Ironically, Thursday was a day of celebrating an arrival. My son's birthday! Despite the 33 years that have passed between, I still remember the day he arrived as clearly as anything. Sunshine and daffodils. The dinner trolley travelling the opposite way to me as I entered the ward because he was born at tea-time and we arrived too late for any food. The nurse who brought me a ham sandwich and blackcurrant jelly, both of which I dislike but hey, when you've just given birth you'll eat anything. Looking at this little scrap of new life and thinking, 'He's mine.' And feeling the overwhelming sense of responsibility that comes with all that.

And the next day, Friday, was my granddaughter Kayeligh's 9th birthday, and I remember that day clearly, too. It's a big moment, becoming a gran for the first time.

33 years, 9 years, a single day. Time travels on, happy in the knowledge it will never die. Life, however, is different.Life is merely two dates and a gap in-between. The scary bit is you don't know how long the gap in-between will be. The only certain thing is that NOW, this moment, we are alive. As Eckhart Tolle, an inspirational spiritual teacher, says:

'Realize deeply that the present moment is all you ever have.'

Make the most of it. Don't wait for the weekend, your next holiday, for love, for apologies or the settling of scores before you enjoy living your life. Don't hang around for opportunities, luck or fortune. These are the things you make for yourself...

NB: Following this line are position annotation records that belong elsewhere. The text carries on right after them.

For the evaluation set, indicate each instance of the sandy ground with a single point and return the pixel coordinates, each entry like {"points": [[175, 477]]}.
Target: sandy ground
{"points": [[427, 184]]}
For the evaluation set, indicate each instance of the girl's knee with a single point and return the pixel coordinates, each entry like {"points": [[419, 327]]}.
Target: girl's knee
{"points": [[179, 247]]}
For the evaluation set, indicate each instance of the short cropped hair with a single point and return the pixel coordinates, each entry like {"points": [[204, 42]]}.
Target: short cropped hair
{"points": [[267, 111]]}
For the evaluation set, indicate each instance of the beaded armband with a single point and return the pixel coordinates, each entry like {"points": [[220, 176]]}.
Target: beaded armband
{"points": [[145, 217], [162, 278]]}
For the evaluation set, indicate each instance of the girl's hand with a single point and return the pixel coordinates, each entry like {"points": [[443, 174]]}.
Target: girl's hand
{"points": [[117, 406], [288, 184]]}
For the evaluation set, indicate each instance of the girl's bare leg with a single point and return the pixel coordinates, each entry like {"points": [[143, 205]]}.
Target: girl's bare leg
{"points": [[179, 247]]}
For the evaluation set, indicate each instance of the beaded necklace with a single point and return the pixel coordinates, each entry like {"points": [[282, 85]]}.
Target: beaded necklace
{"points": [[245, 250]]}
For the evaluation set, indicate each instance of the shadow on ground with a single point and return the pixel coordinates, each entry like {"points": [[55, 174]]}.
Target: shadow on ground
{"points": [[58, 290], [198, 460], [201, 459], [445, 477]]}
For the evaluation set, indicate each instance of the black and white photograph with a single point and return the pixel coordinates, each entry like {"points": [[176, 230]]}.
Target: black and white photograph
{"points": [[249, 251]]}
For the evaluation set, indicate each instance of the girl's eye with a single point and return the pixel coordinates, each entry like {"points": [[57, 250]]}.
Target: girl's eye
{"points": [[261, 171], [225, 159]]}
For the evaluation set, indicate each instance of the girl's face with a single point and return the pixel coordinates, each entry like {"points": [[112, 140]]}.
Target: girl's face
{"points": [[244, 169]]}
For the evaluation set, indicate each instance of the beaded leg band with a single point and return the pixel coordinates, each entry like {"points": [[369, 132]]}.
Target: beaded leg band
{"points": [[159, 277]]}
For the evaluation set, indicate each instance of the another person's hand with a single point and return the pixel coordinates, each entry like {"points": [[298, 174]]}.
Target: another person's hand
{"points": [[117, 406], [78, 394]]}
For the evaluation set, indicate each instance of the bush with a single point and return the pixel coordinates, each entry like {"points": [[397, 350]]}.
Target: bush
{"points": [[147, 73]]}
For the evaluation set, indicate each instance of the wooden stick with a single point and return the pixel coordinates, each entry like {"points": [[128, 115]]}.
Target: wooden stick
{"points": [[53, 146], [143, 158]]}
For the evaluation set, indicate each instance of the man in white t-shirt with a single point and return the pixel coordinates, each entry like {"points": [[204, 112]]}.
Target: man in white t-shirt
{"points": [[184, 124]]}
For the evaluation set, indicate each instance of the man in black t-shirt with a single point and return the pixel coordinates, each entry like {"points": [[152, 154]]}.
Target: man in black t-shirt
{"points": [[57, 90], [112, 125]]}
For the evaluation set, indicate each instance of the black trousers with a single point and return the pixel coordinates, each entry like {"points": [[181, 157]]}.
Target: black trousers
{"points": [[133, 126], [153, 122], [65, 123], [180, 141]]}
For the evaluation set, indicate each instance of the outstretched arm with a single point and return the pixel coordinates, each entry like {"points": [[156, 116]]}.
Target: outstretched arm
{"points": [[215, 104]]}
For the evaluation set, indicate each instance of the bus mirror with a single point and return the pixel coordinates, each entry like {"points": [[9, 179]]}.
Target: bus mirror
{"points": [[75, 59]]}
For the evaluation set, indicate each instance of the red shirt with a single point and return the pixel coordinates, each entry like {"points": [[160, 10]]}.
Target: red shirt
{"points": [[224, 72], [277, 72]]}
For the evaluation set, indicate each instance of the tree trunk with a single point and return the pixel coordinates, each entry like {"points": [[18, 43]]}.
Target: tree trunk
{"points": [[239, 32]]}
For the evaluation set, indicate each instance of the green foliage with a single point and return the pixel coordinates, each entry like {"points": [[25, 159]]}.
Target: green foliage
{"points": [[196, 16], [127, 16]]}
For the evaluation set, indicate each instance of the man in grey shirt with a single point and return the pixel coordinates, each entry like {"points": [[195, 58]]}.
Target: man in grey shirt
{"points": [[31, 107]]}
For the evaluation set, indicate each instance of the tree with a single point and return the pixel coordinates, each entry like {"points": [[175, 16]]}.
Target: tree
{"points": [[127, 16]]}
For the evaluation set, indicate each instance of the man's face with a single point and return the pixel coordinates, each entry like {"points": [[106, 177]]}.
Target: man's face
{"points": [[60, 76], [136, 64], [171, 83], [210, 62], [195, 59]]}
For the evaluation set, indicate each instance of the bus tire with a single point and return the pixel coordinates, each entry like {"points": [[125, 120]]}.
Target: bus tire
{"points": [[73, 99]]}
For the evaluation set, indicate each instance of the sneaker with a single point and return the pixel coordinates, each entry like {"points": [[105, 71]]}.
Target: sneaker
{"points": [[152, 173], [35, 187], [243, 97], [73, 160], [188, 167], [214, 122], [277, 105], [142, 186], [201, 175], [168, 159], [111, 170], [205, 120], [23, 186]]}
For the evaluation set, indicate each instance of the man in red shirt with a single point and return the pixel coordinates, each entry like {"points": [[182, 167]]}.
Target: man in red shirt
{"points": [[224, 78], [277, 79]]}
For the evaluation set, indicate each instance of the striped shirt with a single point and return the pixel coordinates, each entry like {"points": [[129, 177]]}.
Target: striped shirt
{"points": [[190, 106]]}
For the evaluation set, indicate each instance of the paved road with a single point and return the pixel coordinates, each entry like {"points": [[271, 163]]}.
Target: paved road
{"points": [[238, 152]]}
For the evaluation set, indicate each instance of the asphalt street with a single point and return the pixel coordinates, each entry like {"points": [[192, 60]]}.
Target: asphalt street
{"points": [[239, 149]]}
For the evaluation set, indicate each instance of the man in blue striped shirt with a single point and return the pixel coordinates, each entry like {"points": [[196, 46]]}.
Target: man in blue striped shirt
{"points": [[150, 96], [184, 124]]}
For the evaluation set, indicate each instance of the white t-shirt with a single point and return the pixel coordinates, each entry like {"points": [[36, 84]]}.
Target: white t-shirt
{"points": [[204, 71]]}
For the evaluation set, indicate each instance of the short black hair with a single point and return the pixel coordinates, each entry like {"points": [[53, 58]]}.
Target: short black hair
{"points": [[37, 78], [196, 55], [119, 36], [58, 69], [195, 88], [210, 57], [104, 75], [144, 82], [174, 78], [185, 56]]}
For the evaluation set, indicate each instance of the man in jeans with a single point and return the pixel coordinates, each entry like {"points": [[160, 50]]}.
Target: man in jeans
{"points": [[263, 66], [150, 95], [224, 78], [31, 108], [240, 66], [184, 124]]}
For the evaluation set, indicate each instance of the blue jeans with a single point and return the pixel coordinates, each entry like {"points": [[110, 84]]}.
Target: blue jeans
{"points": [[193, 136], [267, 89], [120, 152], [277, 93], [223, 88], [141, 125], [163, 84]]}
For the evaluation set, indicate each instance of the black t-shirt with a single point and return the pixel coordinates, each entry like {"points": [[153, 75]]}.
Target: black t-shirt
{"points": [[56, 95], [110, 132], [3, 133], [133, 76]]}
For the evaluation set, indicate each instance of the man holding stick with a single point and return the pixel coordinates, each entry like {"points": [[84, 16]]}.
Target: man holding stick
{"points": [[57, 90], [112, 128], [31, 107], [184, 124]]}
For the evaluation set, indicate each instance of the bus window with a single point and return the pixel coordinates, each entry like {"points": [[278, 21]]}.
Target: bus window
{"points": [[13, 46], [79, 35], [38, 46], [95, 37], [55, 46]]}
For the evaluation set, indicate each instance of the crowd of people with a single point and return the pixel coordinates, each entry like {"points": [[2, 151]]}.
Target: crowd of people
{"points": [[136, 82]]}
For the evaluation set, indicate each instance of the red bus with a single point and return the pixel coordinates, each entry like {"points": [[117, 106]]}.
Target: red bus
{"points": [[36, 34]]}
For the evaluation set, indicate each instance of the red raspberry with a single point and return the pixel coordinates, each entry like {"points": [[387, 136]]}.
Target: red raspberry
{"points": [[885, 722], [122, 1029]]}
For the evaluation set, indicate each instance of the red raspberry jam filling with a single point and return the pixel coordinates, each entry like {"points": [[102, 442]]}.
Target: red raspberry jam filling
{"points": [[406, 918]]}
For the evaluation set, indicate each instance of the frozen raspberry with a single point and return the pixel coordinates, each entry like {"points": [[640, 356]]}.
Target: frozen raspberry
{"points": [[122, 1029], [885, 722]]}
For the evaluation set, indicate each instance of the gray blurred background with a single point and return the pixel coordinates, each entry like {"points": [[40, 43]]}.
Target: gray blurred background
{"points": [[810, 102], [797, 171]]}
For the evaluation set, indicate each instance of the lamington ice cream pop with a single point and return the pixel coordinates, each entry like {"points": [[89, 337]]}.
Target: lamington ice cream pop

I'm not quite sure how to conclude this post. I know that life can be dotted with piles, big and small, of anger, upset, disease, irritations, barriers - blimey, I've dealt with enough myself. And I don't want you to be muttering, 'Hark at her, pontificating about how people should live their lives.' How about this, then? We started with animal wisdom - let's finish with the same...




Comments

Athene said…
Thank you for a thoughtful post, Denise. Something I’ve learned over the past few years is to cherish the moment, whether it’s a blue sky, the sight of a cat sleeping peacefully, a song that I love or just a cup of tea and a good book. We’re all heading to the same destination, and it’s how you spend the journey that matters. Olly
rusty duck said…
And on that note I shall abandon my plans to struggle with the upholstery this afternoon and instead go out into the garden. After all, the sun is shining. Sort of. And that's enough to celebrate in itself. RIP Camilla x
Denise said…
True words, Olly, every one. As that poem goes: 'What is this life if full of care, we have no time to stand and stare?'
Denise said…
Sometimes you just have to know when to let things go in favour of other things. It's what gives you joy that counts.